The effect of β-cyclodextrin (β-CD) on the spectroscopic properties of mebendazole, MBZ, in aqueous solution was investigated at pH values of 2.0, 4.0, 6.0, 8.0, 10.0, and 12.0, where mebendazole exists as protonated (HMBZ⁺), neutral (MBZ), or deprotonated (MBZ⁻) forms. Mebendazole shows two absorption bands at 236 nm and 288 nm at pH 2.0, which are shifted gradually as pH increases to 265 nm and 350 nm at pH 12.0, and one fluorescence emission band at 463 nm at all pH values. In the presence of β-CD, the emission band at 463 nm was enhanced and new emission bands in the range 300–350 nm were observed at pH 2.0–6.0. In addition, pK_a1 of MBZ increased and pK_a2 decreased, indicating that both benzimidazole and carbamate moieties are involved in complex formation, which is confirmed by the results of molecular dynamics (MD) simulations. Benesi–Hildebrand analysis and MD simulations show that binding stoichiometry of neutral MBZ/β-CD complex is 1:2, where the wide rims of both CD macrocycles face each other, while a stoichiometry of 1:1 was observed for the protonated HMBZ⁺/β-CD complex. Experimentally obtained thermodynamic parameters show that complexation of MBZ with β-CD is a spontaneous enthalpy driven process (ΔG° = −36.3 kJ mol⁻¹ for MBZ/β-CD and ΔG° = −25.9 kJ mol⁻¹ for HMBZ⁺/β-CD), while binding free energy computed through MM-PBSA computational method shows that driving forces for complex formation is van der Waals interactions and H-bonding.

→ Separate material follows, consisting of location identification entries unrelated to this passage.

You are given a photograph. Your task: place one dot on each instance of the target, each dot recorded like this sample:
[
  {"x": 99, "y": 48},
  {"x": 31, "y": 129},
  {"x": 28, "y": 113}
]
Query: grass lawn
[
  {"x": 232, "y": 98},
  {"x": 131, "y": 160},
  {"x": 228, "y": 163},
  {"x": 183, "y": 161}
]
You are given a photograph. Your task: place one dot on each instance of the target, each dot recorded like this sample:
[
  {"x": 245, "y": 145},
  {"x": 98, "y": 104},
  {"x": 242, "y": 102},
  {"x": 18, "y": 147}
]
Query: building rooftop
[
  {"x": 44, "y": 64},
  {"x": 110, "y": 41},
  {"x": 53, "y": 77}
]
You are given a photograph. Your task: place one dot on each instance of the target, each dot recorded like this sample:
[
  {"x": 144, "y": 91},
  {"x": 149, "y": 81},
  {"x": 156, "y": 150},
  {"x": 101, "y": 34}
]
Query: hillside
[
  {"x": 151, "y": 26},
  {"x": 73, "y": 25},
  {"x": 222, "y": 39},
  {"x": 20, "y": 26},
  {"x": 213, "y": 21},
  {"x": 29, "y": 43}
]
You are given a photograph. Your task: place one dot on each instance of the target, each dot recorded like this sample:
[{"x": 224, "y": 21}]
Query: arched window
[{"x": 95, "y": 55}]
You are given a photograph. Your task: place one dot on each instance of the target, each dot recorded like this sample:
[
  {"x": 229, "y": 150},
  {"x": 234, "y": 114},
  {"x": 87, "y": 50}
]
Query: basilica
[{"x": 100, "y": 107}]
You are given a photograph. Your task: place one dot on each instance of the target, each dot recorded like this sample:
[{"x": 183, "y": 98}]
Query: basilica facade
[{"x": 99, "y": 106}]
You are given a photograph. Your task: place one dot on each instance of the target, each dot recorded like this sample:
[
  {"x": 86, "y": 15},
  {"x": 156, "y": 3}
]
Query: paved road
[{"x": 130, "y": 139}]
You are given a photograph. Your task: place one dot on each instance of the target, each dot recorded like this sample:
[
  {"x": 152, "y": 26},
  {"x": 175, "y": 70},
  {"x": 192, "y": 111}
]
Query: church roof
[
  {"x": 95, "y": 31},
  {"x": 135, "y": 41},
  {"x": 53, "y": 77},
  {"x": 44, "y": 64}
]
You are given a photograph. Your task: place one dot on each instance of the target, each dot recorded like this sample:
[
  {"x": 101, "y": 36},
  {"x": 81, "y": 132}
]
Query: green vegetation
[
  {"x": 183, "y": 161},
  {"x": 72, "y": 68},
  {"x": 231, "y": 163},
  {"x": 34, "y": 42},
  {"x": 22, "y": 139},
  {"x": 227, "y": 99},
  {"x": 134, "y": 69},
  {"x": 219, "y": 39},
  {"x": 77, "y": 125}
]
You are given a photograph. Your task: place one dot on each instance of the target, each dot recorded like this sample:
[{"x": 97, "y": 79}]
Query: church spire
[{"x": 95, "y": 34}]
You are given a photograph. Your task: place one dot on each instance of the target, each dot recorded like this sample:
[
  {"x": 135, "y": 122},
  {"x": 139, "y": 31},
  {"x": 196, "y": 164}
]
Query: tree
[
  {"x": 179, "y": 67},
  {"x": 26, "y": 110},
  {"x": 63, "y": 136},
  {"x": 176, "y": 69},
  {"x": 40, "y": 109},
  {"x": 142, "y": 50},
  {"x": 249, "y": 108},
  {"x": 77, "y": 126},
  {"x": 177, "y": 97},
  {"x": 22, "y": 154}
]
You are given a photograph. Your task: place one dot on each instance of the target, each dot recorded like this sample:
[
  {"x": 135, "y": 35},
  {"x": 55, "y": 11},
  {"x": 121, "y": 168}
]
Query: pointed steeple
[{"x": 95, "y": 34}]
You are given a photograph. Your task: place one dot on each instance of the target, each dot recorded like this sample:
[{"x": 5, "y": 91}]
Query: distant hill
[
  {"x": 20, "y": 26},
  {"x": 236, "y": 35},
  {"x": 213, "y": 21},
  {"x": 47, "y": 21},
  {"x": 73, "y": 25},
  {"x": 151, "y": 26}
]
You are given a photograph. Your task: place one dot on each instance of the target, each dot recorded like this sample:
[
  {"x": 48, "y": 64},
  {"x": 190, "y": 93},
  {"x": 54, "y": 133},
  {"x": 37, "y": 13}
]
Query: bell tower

在pH值为2.0、4.0、6.0、8.0、10.0和12.0的条件下，研究了β-环糊精（β-CD）对甲苯咪唑MBZ在水溶液中的光谱性质的影响，其中苯甲达唑以质子化形式存在（HMBZ ⁺），中性（MBZ），或去质子化（MBZ ^- ）形式。甲苯苯达唑在pH 2.0时在236 nm和288 nm处显示两个吸收带，在pH 12.0时随着pH值增加到265 nm和350 nm而逐渐移动，在所有pH值下在463 nm处显示一个荧光发射带。在存在β-CD的情况下，在pH 2.0-6.0时，463 nm处的发射带得到增强，并且在300-350 nm范围内观察到了新的发射带。此外，MBZ的p K _a1增加，p K _a2分子动力学（MD）模拟结果证实，苯甲并咪唑和氨基甲酸酯部分都参与了复合物的形成。Benesi–Hildebrand分析和MD模拟显示，中性MBZ /β-CD复合物的结合化学计量比为1：2，两个CD大环的宽边彼此面对，而质子化HMBZ ⁺的化学计量比为1：1。/β-CD复合物。实验获得的热力学参数显示MBZ与β-CD该络合是一个自发焓驱动的过程（Δ ģ °= -36.3千焦摩尔^-1为MBZ /β-CD和Δ ģ °= -25.9千焦摩尔^-1为HMBZ ⁺/β-CD），而通过MM-PBSA计算方法计算出的结合自由能表明，复合物形成的驱动力是范德华相互作用和氢键。